Link your tasks to a tracking ticket.

First, figure out the tracking system you are using for work. Different companies use different tracking systems. Github issues are amazing and my personal favorite. There is also JIRA (which I don’t like much at all), but is used quite a bit more in my experience. You will generally have some ID like [MAT-512] that you can reference your pull requests later.

Github makes this super easy if you are using Github issues. You can simply even reference the #512 anywhere in your comments and there is a link achieved.

Yes, this can get complicated where your code changes might address multiple tickets. Maybe do [MAT-512, MAT-513] for instance.

This will keep your Technical Program Manager, Team Lead, or Scrum Master very happy.

Create code changes against a fork of the repository

When I work on a new code base, I typically just “fork” the repository in Github. There are many reasons for that:

  • I might not have access to push new branches to the upstream repo.
  • Even if I did, I might not want to add various feature branches to that upstream repo for various reasons.
  • Keeps things clean on the upstream- how many of your see all these graveyard branches on master??
  • Exceptions: If you are the only one working on the repo just do whatever you want. Or if you are setting up CI/CD automated pipelines you’ll want to be working from upstream.

How should I create my branch?

You can file your branches into buckets like directories. For instance hotfix/MAT-312 or features/MAT-512 or I actually prefer hotfix/312-fix-segfault.

All new code should just land in master.

I have seen a lot of convoluted workflows. One I’ll bring out right now is the master-develop paradigm. I never understood the popularity of this “develop” branch. With this paradigm, you create feature branches, you merge to develop. You test it and you eventually merge to master when you feel it’s stable enough.

Yes, there might be many workflows that work for your team and that’s the great thing about the power of git. But let’s instead simplify this- but add some Git magic to it:

  • Add PR’s should be staged against the master branch
  • If you are cutting a release, you can place a git tag with the version on that last commit.
  • If you have to maintain that version without breaking compatibility simply branch from that tag and name the branch your version.
  • If you have a release, you can branch early- have people contribute to that branch

What do I do if master changed and I have merge conflicts??

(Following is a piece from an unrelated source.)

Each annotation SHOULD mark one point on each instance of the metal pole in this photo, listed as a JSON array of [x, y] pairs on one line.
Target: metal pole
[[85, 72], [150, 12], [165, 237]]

If you can’t merge your PR anymore but used to be able to- some other PR was merged that touched the same files as you. For a revision of your PR, you have to choose to use their file as is, use your file as is, or do a complicated merge between the two to incorporate both changes.

For example, in this case, I usually just merge upstream/master to fork/512-add-bert. I resolve the merge conflicts in my editor like VS Code. And commit and push it back.

What if I’m still working on something?

Yes, work in progress or WIP is very typical. I recommend (especially when working with others) to create a pull request early. But then demote it to a “draft”. That will allow you to make edits but still allow others to comment on it.

Reviewers shouldn’t merge the PR

This is controversial and based on the access privileges that are on the repository.

Most times, the author will file a PR, get feedback, and introduce feedback. The problem is that if there is feedback but the reviewer goes ahead and merges the branch. That’s a big problem. It’s best to just have the author proceed to address the feedback

Random stuff

I really like to set up GPG on my commits. It’s easy to do!